Java: Memory efficient ByteArrayOutputStream

2020-05-23 10:37发布

站内文章 / Java

118 0

啃猪蹄的小仙女

女 | 书童

私信

可以将文章内容翻译成中文,广告屏蔽插件可能会导致该功能失效(如失效，请关闭广告屏蔽插件后再试):

问题:

I've got a 40MB file in the disk and I need to "map" it into memory using a byte array.

At first, I thought writing the file to a ByteArrayOutputStream would be the best way, but I find it takes about 160MB of heap space at some moment during the copy operation.

Does somebody know a better way to do this without using three times the file size of RAM?

Update: Thanks for your answers. I noticed I could reduce memory consumption a little telling ByteArrayOutputStream initial size to be a bit greater than the original file size (using the exact size with my code forces reallocation, got to check why).

There's another high memory spot: when I get byte[] back with ByteArrayOutputStream.toByteArray. Taking a look to its source code, I can see it is cloning the array:

public synchronized byte toByteArray()[] {
    return Arrays.copyOf(buf, count);
}

I'm thinking I could just extend ByteArrayOutputStream and rewrite this method, so to return the original array directly. Is there any potential danger here, given the stream and the byte array won't be used more than once?

回答1:

MappedByteBuffer might be what you're looking for.

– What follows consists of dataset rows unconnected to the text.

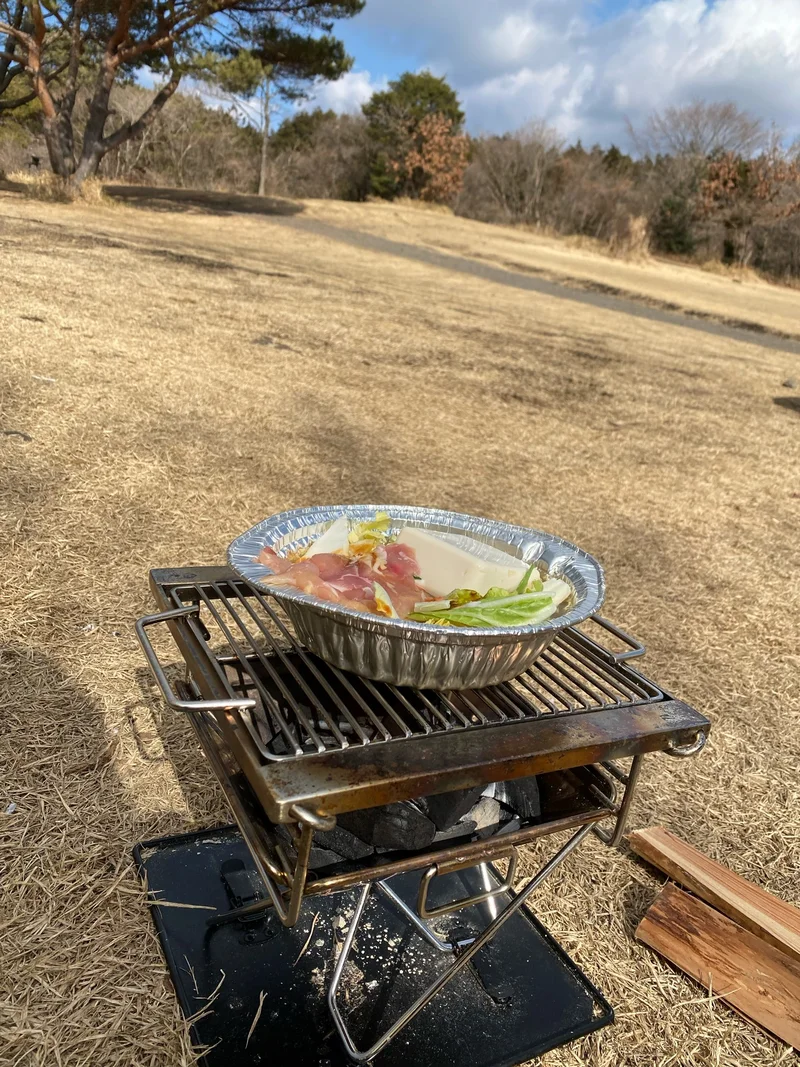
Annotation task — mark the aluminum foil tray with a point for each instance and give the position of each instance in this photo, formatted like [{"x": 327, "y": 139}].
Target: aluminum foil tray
[{"x": 416, "y": 653}]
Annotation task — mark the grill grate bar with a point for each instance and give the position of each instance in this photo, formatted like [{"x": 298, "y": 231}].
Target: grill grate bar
[
  {"x": 305, "y": 705},
  {"x": 340, "y": 675},
  {"x": 632, "y": 684},
  {"x": 268, "y": 699},
  {"x": 294, "y": 673}
]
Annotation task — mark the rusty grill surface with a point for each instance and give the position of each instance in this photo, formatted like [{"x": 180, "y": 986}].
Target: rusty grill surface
[{"x": 305, "y": 706}]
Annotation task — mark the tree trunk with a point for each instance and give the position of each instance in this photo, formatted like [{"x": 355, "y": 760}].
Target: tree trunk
[
  {"x": 94, "y": 147},
  {"x": 58, "y": 132},
  {"x": 265, "y": 137}
]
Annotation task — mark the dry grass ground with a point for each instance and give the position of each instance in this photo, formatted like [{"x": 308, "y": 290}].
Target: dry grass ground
[
  {"x": 180, "y": 376},
  {"x": 578, "y": 261}
]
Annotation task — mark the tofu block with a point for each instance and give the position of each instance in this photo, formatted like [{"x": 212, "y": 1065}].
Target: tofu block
[
  {"x": 335, "y": 539},
  {"x": 444, "y": 567}
]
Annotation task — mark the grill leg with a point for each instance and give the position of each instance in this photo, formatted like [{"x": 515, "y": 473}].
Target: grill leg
[
  {"x": 612, "y": 838},
  {"x": 461, "y": 960}
]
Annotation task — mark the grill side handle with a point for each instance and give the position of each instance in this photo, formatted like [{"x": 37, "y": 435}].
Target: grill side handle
[
  {"x": 635, "y": 648},
  {"x": 239, "y": 703}
]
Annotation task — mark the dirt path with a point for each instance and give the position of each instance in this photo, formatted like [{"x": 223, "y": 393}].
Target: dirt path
[
  {"x": 751, "y": 333},
  {"x": 516, "y": 274},
  {"x": 170, "y": 376}
]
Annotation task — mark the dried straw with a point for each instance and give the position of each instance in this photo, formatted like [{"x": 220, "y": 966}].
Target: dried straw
[{"x": 212, "y": 370}]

I'm surprised it takes so much RAM to read a file in memory, though. Have you constructed the ByteArrayOutputStream with an appropriate capacity? If you haven't, the stream could allocate a new byte array when it's near the end of the 40 MB, meaning that you would, for example, have a full buffer of 39MB, and a new buffer of twice the size. Whereas if the stream has the appropriate capacity, there won't be any reallocation (faster), and no wasted memory.

回答2:

ByteArrayOutputStream should be okay so long as you specify an appropriate size in the constructor. It will still create a copy when you call toByteArray, but that's only temporary. Do you really mind the memory briefly going up a lot?

Alternatively, if you already know the size to start with you can just create a byte array and repeatedly read from a FileInputStream into that buffer until you've got all the data.

回答3:

If you really want to map the file into memory, then a FileChannel is the appropriate mechanism.

If all you want to do is read the file into a simple byte[] (and don't need changes to that array to be reflected back to the file), then simply reading into an appropriately-sized byte[] from a normal FileInputStream should suffice.

Guava has Files.toByteArray() which does all that for you.

回答4:

For an explanation of the buffer growth behavior of ByteArrayOutputStream, please read this answer.

In answer to your question, it is safe to extend ByteArrayOutputStream. In your situation, it is probably better to override the write methods such that the maximum additional allocation is limited, say, to 16MB. You should not override the toByteArray to expose the protected buf[] member. This is because a stream is not a buffer; A stream is a buffer that has a position pointer and boundary protection. So, it is dangerous to access and potentially manipulate the buffer from outside the class.

回答5:

If you have 40 MB of data I don't see any reason why it would take more than 40 MB to create a byte[]. I assume you are using a growing ByteArrayOutputStream which creates a byte[] copy when finished.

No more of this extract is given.